The old Hanseatic town of Greifswald lies 5km/3mi west of the outflow of the river Ryck into the Greifswalder Bodden, an offshoot of the Baltic. For centuries the town played an important part in maritime trade. The patriotic poet Ernst Moritz Arndt and the painter Caspar David Friedrich lived and worked in Greifswald.
A wooden bascule bridge based on Dutch models (1887) in Greifswald's district of Wieck is a popular tourist attraction. Also of interest are the old fishermen's and sea-captains' houses (some of them thatched with reeds).

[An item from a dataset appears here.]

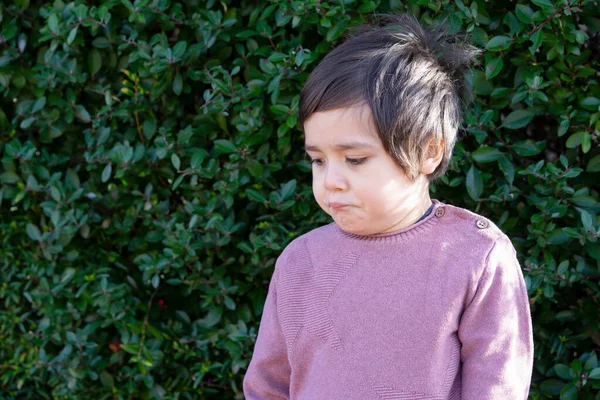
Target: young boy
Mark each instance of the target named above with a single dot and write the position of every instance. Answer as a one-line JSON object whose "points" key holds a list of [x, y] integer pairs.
{"points": [[402, 296]]}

The Cathedral of St Nicholas (originally 13th C.; east end extended and rebuilt in 14th C.; restored 1980-89) in Greifswald, a brick-built Gothic church, dominates the skyline of the town center with its curving Baroque steeple. It contains a Late Gothic painting of the Virgin with seven professors in prayer (presented by Heinrich Rubenow in 1460) and wall paintings of 1420-50.
Greifswald grew up around the Hilda Monastery, which was founded in 1199. It was later dissolved and used as a residence, a university, a quarry, and eventually labeled an ancient monument and preserved.
On the east side of Rubenowplatz in Greifswald stands the old Hospice of St Spiritus (the Holy Ghost), founded in the 13th C. soon after the town was granted its municipal charter as a home for the old, poor and sick.
In the center of Greifswald is the Markt, with the medieval Town Hall (Rathaus), originally built in brick in the 14th century in Gothic style, rebuilt after a fire in 1738-50 and altered in the 19th century and again in 1936, and handsome burghers' houses, also in brick-built Gothic style.
In Rubenowplatz in Greifswald is the Baroque building of the Ernst Moritz Arndt University (1747-50). In front of it is a monument (by F. A. Stüler, 1856) to its founder, Heinrich Rubenow.
Address: Ernst Moritz Arndt University, Domstrasse 11, D-17487 Greifswald, Germany
A few minutes' walk away from the Markt in Greifswald, in Theodor-Pyl-Strasse, can be found the residence of the head of a 14th C. Franciscan friary. It is now a museum (mementos of Ernst Moritz Arndt and Caspar David Friedrich).
Address: Pomeranian State Museum, Rakower Strasse 9, D-17489 Greifswald, Germany
Hours:
May 1 to October 31: 10am-6pm; Closed: Mon
November 1 to April 30: 10am-5pm; Closed: Mon, Mon
Always closed on: Day after Christmas, St Stephen's Day, Boxing Day (December 26), New Year's Eve (December 31), Christmas Eve - Christian (December 24)
Near the Platz der Freundschaft in Greifswald are three churches which feature prominently in the townscape. The oldest of the three, the St-Marien-Kirche (14th C.), very typical of the churches of Mecklenburg and Pomerania with its brick walls and groined vaulting, is of impressive spatial effect. The chapel of St Anne on the south side of the church was built in the early 15th century. Notable features of the interior are the pulpit (1577; fine intarsia work) and a memorial stone (15th C.) commemorating Burgomaster Heinrich Rubenow, who was murdered in 1462.
Greifswald's fortifications, still preserved in part, were mostly built during the siege of Greifswald by Wallenstein in the Thirty Years War (1627-31). The 17th C. Fangelturm in Hafenstrasse was part of the fortifications.